With the GI Bill, many of us Maine veterans of the Korean War were able to attend college. I chose the University of Maine after my wife-to-be rejected our attending a land grant college in one of the Dakotas.

I had proposed to her on an interstate bus between Lewiston and Biddeford. I had already completed my freshman year on the Orono campus, and my roommate and I were working a small road construction job.

Upon graduation from Saint Louis High School, a classmate suggested we take the bus to Portland to visit the Armed Forces’ recruiters. We ended up enlisting in the Air Force that very day, and we were given leave to travel back to Biddeford to get our parents to sign a permission slip because I was 17.

With mom’s signature, dad having walked to work for the second shift at the Pepperell, my friend Jerry Beaudoin and I took the bus back to Portland where the next day we embarked on a train for “flight training” in Texas. A few days later, the Korean War started. The Air Force kept sending me to school, so I never got to Korea, whereas many of my friends were assigned to radar units. After boot camp, I never saw Jerry again.

My wife and I were married at the Newman chapel on the University of Maine campus the day before classes opened for the 1955 school year. We lived for a brief while in Bangor, but then managed to get into the South Apartments, the University of Maine housing for married students, who were mostly veterans but included some married faculty.

For the first nine months, we lived in one of the single-story buildings that were collectively known as “Pregnant Valley.” They consisted of about 10 apartments, in a row and back to back, which had to be evacuated now and then when a fire alarm went off accidentally or when someone’s dinner went up in smoke while cooking on the hot plate equipped with a collapsible oven for a stew or some other fare.
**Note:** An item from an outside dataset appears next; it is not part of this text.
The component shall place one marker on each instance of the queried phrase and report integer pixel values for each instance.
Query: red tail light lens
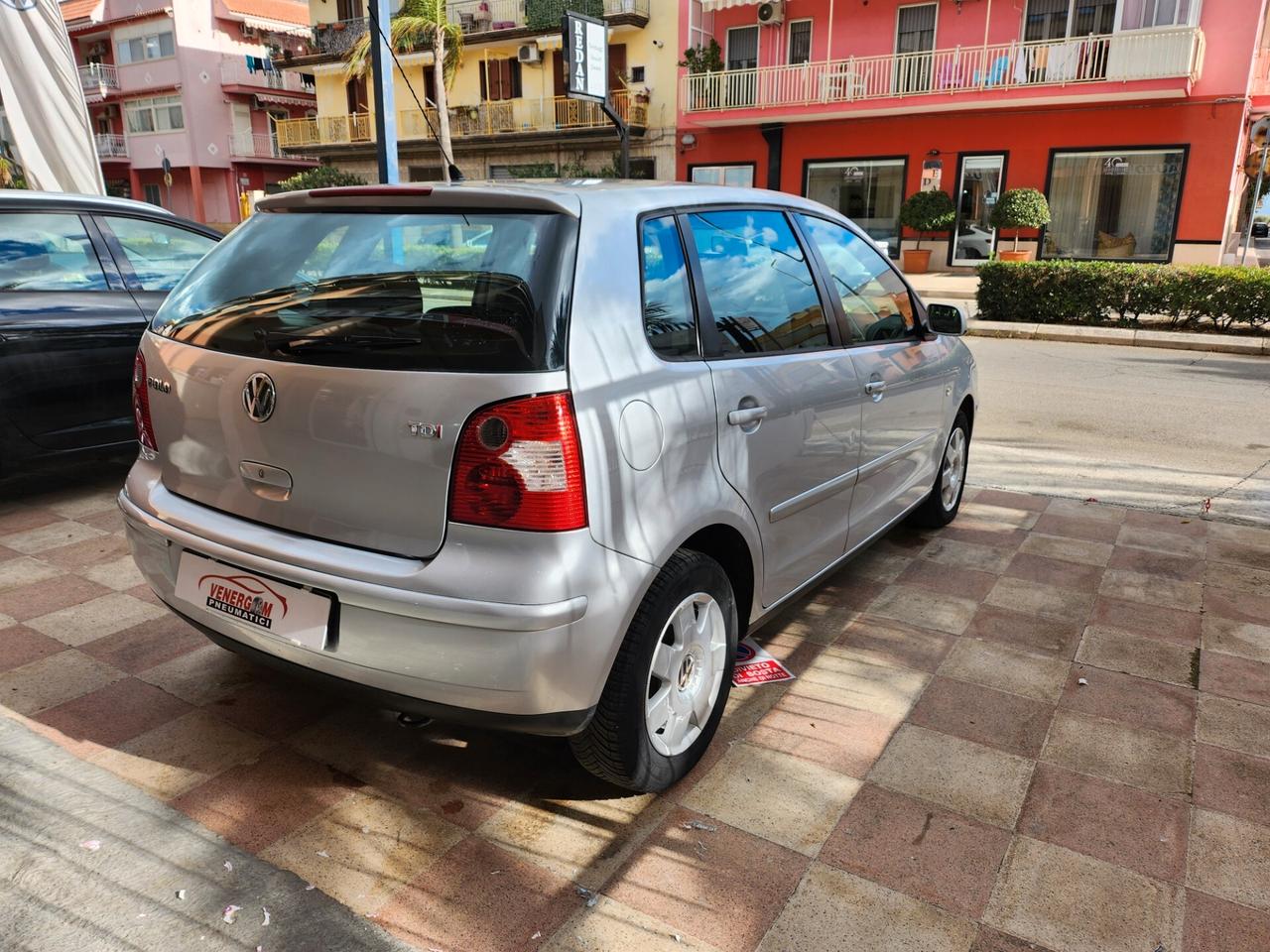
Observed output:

When we were sure that we were comfortably pregnant and with a certificate of pregnancy from an obstetrician securely in hand, we could present said document to the major, retired, in charge of university housing. He was a savvy old stickler who carefully scrutinized all documents and applications to verify their authenticity. Subsequently, we were approved for larger quarters in one of the eight apartment barracks.

Sandy Ives, who became a famous University of Maine professor, folklorist, collector and writer about Maine and Maritime provinces woodsmen’s folk stories and songs, was our neighbor. Sandy and his wife and child occupied the bedroom adjacent to ours.

The bedrooms abutted, and on most nights we could clearly hear Sandy playing his guitar and singing to his son.